And one other piece of news from the Senate, Democrat Max Baucus is retiring. The powerful chair of the Senate Finance Committee has represented Montana since 1978. Baucus is the sixth Senate Democrat to announce he won't run for reelection in 2014. NPR congressional correspondent Tamara Keith has that story.

TAMARA KEITH, BYLINE: Max Baucus often bucks his own party - most recently just last week, when he voted against an amendment that would have expanded background checks for gun purchases. And before that, the Senate Democratic budget plan. As he rushed toward a bank of elevators in the basement of the Capitol earlier today, he was asked about his decision, how it felt not to be running for reelection.

SENATOR MAX BAUCUS: Great, in a word.

KEITH: Baucus is a Democrat from a state that President Obama lost by a large margin and the Senator was expected to face a tough race in 2014, just as his colleague, John Tester, did last year. In the end, Tester won and despite losing a veteran senator, Democrats hope they can hang onto Baucus' seat. One progressive group has already launched an online fundraising campaign to draft the state's popular former governor, Brian Schweitzer.

Republicans sense opportunity.

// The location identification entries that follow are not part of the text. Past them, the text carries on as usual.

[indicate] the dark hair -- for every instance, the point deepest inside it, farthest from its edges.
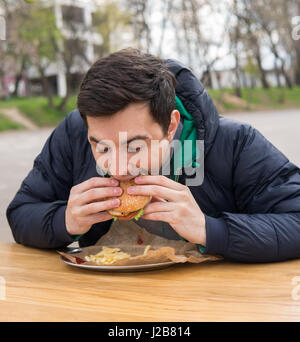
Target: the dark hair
(124, 77)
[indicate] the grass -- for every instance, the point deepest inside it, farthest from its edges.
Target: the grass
(257, 99)
(37, 109)
(6, 124)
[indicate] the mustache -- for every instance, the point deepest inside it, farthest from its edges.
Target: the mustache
(135, 172)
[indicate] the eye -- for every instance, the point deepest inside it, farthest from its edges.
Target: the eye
(132, 149)
(102, 149)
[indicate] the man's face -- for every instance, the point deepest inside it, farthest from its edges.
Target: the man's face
(130, 142)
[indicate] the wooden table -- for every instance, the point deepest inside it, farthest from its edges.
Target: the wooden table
(39, 287)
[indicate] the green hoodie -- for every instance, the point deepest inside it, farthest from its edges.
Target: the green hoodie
(188, 157)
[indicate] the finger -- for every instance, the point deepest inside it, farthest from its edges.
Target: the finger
(158, 206)
(96, 207)
(159, 216)
(154, 190)
(94, 182)
(159, 180)
(157, 199)
(95, 218)
(96, 194)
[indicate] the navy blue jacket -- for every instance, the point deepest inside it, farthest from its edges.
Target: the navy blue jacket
(250, 194)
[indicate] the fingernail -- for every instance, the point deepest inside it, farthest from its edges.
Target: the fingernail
(117, 191)
(131, 190)
(116, 202)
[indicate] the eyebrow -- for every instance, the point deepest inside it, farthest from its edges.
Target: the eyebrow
(137, 137)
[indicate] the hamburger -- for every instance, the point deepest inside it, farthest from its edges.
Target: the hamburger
(132, 206)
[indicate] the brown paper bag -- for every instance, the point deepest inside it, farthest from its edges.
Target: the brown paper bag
(132, 239)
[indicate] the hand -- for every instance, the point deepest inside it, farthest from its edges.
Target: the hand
(173, 203)
(88, 202)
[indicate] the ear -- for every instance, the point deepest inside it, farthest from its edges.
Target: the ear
(174, 122)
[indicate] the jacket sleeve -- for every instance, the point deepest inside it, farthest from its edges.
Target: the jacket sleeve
(266, 188)
(36, 215)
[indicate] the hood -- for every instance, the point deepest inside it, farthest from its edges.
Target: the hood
(196, 101)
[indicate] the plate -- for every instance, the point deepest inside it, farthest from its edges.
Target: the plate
(110, 268)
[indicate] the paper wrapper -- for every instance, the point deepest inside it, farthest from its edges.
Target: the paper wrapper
(132, 239)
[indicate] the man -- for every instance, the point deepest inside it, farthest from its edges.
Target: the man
(246, 208)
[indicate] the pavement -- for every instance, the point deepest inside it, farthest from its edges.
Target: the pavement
(18, 150)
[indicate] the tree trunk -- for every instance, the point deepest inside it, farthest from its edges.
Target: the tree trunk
(19, 77)
(46, 87)
(262, 71)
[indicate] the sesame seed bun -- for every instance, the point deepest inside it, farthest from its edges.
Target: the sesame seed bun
(130, 204)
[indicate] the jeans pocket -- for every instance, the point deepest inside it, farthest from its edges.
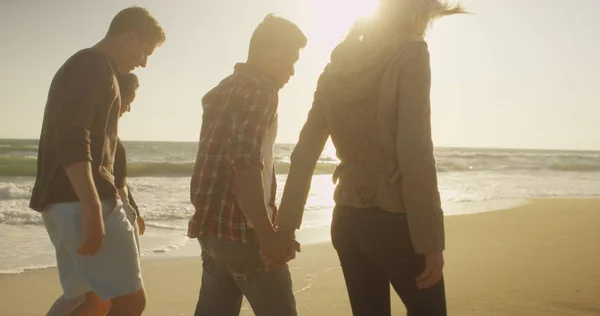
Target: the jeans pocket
(241, 259)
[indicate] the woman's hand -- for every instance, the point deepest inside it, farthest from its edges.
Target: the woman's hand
(141, 224)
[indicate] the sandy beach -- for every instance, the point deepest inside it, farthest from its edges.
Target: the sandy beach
(539, 259)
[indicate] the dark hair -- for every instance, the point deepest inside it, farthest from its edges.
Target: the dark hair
(139, 20)
(275, 31)
(128, 85)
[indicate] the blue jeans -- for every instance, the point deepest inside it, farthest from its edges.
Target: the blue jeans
(375, 251)
(231, 270)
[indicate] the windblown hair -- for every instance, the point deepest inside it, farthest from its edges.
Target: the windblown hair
(139, 20)
(409, 19)
(276, 31)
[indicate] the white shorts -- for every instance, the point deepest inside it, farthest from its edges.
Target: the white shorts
(112, 272)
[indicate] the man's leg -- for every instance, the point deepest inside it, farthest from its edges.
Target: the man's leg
(219, 294)
(76, 295)
(366, 282)
(269, 293)
(91, 306)
(63, 306)
(114, 272)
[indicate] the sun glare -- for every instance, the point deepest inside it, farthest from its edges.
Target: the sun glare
(333, 18)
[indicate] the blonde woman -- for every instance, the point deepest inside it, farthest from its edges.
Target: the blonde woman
(373, 100)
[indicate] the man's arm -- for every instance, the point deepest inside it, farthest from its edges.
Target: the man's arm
(88, 87)
(304, 159)
(253, 117)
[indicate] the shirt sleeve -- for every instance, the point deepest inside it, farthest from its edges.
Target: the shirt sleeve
(304, 159)
(88, 86)
(415, 153)
(253, 107)
(120, 165)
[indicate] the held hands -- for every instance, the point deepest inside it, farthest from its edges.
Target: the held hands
(278, 249)
(92, 229)
(434, 265)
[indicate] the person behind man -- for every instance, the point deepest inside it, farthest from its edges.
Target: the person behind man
(74, 189)
(232, 221)
(128, 85)
(373, 99)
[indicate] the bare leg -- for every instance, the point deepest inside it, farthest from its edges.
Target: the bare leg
(63, 306)
(129, 305)
(92, 306)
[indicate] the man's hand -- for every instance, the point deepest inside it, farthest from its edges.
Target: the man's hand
(434, 265)
(277, 248)
(93, 230)
(290, 253)
(141, 225)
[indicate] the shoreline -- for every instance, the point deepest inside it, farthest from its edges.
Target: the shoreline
(307, 236)
(530, 260)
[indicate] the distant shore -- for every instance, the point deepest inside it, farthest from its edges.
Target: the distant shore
(538, 259)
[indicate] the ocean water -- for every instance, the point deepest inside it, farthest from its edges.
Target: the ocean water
(470, 180)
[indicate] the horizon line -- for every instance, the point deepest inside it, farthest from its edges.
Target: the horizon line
(285, 143)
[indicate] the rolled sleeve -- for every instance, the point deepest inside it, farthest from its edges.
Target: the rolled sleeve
(89, 81)
(415, 154)
(254, 110)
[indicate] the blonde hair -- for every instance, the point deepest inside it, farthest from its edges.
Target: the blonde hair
(407, 19)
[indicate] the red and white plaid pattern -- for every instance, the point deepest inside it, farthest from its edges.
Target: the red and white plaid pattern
(237, 113)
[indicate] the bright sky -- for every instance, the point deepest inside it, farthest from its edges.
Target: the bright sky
(519, 74)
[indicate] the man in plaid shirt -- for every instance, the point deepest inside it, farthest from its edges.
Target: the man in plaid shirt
(233, 185)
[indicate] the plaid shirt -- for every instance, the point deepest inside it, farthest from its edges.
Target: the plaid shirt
(237, 113)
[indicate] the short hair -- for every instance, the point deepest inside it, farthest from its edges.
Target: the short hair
(275, 31)
(128, 84)
(139, 20)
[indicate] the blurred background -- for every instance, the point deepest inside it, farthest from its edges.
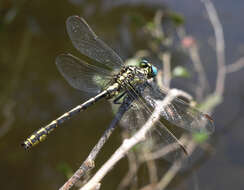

The executive director of the National Republican Senatorial Committee said in a statement, quote, "The 2014 electoral map is in freefall for Democrats who were already facing a daunting challenge." As the elevator doors were about to close, Baucus turned around and smiled, rubbing his wife's shoulder.

BAUCUS: We've been going over this for months, this decision. We decided together.

KEITH: Baucus says he's now more energized than ever to pursue tax reform and he'll have more time to work on it since he won't be campaigning. Tamara Keith, NPR News, the Capitol.